Design for Manufacturing: Sheet Metal Bending Maximums

This rule provides instruction on maximum bend angles associated with stamping operations.

Each time a part is bent, it requires tooling to do so. The processes where bending is accomplished such that a particular angle must be greater than 90 degrees is called over-bending. Unfortunately, over-bending is not a desirable trait for a part to have. Over-bending significantly complicates the required tooling as at least two bending operations will be required. Generally, this is accomplished by first bending the part to 90 degrees then bending to the remainder of the way in a separate operation.

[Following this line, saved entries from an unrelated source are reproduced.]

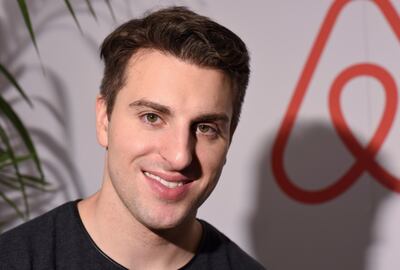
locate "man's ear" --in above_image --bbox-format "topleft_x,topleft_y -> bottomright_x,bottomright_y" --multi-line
96,95 -> 109,148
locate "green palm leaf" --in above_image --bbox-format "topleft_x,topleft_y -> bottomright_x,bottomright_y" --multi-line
0,96 -> 44,181
2,0 -> 118,226
0,154 -> 31,170
0,173 -> 49,191
105,0 -> 116,21
0,64 -> 32,107
85,0 -> 98,21
0,125 -> 28,218
64,0 -> 83,33
0,191 -> 25,220
17,0 -> 39,54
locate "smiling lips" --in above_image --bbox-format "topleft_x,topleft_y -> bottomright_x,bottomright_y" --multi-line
143,171 -> 193,201
144,171 -> 191,188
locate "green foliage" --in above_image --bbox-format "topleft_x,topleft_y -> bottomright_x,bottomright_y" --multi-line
0,65 -> 47,220
0,0 -> 115,225
64,0 -> 83,33
17,0 -> 39,54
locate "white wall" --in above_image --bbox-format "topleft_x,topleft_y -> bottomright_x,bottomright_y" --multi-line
3,1 -> 400,269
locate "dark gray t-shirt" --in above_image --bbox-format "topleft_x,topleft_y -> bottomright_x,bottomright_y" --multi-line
0,201 -> 265,269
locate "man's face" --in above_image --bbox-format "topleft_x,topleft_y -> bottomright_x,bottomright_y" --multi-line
96,50 -> 233,230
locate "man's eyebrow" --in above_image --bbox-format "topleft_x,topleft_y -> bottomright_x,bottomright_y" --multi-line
193,113 -> 230,124
129,99 -> 171,115
129,99 -> 229,123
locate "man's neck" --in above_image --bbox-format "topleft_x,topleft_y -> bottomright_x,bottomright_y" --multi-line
77,180 -> 203,269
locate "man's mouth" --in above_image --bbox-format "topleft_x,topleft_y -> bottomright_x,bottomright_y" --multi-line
144,171 -> 187,189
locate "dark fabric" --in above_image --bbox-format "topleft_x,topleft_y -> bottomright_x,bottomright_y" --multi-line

Some commercial options are available that can accomplish this in a single operation; however, they are proprietary and must be individually licensed. These methods typically involve special rocker arms and roller assemblies which allow the part to be manipulated while being pressed.

If

(a) While designing a product which will utilize sheet metal…
(b) If bending operations are to be performed

Then

(a) Avoiding bend angles of over 90 degrees should be prioritized whenever possible
(b) If bend angles of over 90 degrees are required, multiple bending operations will be necessary
(c) The first bending operation is called the pre-bend and should allow for spring-back considerations

By following this rule, product designers will require less costly tooling in order to produce sheet metal parts which incorporate bending operations. Flow time will also be reduced as fewer operations are required if there are no bends greater than 90 degrees in the final product.